Decompress data on GPU
The data is compressed with bitshuffle/LZ4.
Currently, the processing sequence is roughly
1. load raw data (from GPFS usually)
2. decompress on CPU (bitshuffle/LZ4 implementation from hdf5plugin)
3. send full frame on GPU
4. Perform AI
Now if a GPU decompressor is available, the processing sequence becomes
1. load raw data (from GPFS usually)
2. send raw data to GPU
3. decompress on GPU
4. Perform AI
We benefit from both sending raw data to GPU (10X less data) and (hopefully) decompressing on GPU (5X faster ?).
There are, however, two difficulties.
The first difficulty is to read raw data (instead of transparently-decompressed by hdf5plugin). This can be done as follows:
for i in range(ds.id.get_num_chunks()):
filter_mask, chunk = ds.id.read_direct_chunk(ds.id.get_chunk_info(i).chunk_offset)
The second difficulty is that the above code won't work for virtual datasets.

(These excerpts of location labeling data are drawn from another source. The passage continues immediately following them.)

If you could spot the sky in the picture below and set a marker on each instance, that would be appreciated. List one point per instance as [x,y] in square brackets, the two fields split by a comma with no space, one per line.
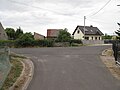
[40,15]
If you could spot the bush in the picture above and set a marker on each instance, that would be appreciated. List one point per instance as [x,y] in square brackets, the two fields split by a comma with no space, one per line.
[44,43]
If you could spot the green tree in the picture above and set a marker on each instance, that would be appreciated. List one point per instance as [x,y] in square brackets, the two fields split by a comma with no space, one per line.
[10,33]
[118,31]
[18,32]
[64,36]
[25,40]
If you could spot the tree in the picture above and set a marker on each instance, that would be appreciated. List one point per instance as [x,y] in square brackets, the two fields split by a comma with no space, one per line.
[18,32]
[25,40]
[64,36]
[10,33]
[118,31]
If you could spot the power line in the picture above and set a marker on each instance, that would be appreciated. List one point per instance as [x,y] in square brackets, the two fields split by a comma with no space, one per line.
[33,6]
[101,8]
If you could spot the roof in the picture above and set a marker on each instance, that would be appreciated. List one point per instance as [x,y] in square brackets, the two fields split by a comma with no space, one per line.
[89,30]
[38,34]
[53,32]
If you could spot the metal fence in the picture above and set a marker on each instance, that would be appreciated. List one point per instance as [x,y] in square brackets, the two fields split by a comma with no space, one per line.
[5,65]
[116,50]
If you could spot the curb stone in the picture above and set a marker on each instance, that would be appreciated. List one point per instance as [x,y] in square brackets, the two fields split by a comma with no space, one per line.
[29,77]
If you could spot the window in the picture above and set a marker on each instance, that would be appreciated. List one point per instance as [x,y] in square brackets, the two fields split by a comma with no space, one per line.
[92,38]
[95,38]
[87,38]
[99,38]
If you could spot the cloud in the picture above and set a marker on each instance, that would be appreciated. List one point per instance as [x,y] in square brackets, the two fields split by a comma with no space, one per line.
[38,15]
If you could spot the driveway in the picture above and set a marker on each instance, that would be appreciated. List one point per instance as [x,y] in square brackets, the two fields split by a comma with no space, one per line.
[69,69]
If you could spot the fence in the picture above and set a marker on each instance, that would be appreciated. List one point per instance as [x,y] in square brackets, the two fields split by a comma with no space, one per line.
[116,50]
[5,65]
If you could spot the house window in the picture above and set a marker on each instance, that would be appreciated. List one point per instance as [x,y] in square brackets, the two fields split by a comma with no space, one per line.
[99,38]
[87,38]
[95,38]
[92,38]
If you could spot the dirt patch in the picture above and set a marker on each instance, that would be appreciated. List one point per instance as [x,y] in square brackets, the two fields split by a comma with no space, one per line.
[109,61]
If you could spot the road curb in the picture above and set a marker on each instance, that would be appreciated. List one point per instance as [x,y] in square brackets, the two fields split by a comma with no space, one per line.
[26,63]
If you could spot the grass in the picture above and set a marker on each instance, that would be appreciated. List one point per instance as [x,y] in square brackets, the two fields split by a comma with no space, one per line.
[16,69]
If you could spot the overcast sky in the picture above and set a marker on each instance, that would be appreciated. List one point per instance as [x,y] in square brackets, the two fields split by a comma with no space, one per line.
[40,15]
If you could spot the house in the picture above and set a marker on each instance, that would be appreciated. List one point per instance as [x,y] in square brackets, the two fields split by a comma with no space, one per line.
[38,36]
[53,33]
[3,35]
[90,33]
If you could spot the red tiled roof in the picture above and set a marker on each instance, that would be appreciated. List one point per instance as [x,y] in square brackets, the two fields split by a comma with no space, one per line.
[53,32]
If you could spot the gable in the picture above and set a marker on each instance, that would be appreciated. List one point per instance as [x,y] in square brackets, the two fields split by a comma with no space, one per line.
[89,30]
[53,32]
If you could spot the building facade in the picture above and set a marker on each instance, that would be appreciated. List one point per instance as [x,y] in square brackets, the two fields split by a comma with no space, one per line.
[87,33]
[3,35]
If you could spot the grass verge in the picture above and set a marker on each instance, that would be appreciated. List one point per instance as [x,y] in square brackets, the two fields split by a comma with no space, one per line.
[109,61]
[16,69]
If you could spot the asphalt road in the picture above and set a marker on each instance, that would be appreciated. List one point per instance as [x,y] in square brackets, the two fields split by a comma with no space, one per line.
[69,69]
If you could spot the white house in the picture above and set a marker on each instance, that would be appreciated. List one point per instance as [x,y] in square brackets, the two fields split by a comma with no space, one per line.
[90,33]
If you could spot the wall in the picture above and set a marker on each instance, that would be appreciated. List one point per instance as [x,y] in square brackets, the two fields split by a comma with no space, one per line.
[79,35]
[38,36]
[93,41]
[90,37]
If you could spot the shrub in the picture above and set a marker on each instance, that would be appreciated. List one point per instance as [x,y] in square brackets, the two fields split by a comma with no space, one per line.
[9,43]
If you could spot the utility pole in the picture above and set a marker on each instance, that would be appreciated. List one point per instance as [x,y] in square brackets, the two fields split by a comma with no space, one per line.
[84,26]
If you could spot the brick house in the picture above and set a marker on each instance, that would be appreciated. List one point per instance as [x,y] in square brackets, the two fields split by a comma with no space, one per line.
[53,33]
[38,36]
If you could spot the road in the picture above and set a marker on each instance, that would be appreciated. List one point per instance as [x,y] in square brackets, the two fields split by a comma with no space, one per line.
[78,68]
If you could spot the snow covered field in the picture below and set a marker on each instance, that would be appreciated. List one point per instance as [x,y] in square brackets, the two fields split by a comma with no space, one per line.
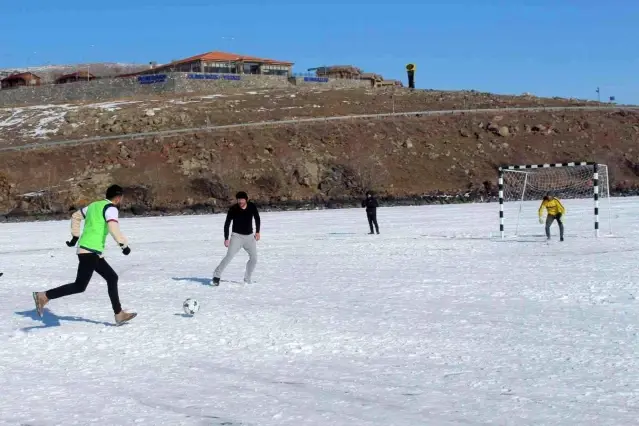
[430,323]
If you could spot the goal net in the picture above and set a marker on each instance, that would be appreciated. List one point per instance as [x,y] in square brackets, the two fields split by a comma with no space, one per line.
[581,187]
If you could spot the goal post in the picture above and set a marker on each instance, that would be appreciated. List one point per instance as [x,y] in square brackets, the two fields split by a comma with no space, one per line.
[524,186]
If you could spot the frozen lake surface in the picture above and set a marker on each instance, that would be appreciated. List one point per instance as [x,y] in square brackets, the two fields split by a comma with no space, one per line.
[433,322]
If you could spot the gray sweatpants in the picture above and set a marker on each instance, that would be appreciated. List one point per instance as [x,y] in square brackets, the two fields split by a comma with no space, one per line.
[239,241]
[549,220]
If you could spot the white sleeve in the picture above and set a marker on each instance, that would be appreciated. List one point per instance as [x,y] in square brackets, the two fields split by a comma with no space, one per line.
[111,214]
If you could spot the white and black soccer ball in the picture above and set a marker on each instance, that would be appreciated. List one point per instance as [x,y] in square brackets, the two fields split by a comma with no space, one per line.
[191,306]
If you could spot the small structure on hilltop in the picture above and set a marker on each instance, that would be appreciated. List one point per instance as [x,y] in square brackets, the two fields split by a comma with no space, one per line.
[222,63]
[20,80]
[338,71]
[76,76]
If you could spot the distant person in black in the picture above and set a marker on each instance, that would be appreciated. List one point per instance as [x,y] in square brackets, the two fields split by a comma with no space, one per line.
[242,215]
[371,211]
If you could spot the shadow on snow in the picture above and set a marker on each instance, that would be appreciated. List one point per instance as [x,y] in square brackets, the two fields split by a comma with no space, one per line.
[49,319]
[203,281]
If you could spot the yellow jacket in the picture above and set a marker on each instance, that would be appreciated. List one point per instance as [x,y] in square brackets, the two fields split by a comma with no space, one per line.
[553,207]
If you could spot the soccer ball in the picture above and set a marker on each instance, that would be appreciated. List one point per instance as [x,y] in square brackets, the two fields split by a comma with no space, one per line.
[191,306]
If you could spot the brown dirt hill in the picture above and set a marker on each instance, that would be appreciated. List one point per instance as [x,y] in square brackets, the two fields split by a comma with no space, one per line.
[318,163]
[25,124]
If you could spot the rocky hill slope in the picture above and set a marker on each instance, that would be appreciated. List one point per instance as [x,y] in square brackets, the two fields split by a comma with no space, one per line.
[319,163]
[48,73]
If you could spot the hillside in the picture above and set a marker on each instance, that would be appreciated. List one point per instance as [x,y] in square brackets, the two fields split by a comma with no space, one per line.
[321,162]
[48,73]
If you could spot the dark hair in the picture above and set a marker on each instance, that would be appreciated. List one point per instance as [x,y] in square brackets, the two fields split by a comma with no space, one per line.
[114,191]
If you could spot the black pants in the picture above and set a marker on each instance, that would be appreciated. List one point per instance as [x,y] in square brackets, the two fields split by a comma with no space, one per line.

So the distribution of integration tasks has to be done on the scan????/pilatus_????.h5
files directly.
But StackIntegrator
is designed to process data from start_idx
and end_idx
, which is incompatible with direct chunk read. Only entry points like process_full_dataset()
should be used.
To do:
- Add a init parameter:
decompress_on_GPU
- browse the current dataset: list the virtual sources, for each chunk, get the path to the actual data.
- Add
load_data_raw
(see above snippet) - Add a
decompress_lz4
(using GPU decompressor) - Modify
process_full_dataset
Note that the original process_stack()
will be incompatible with decompress_on_GPU=True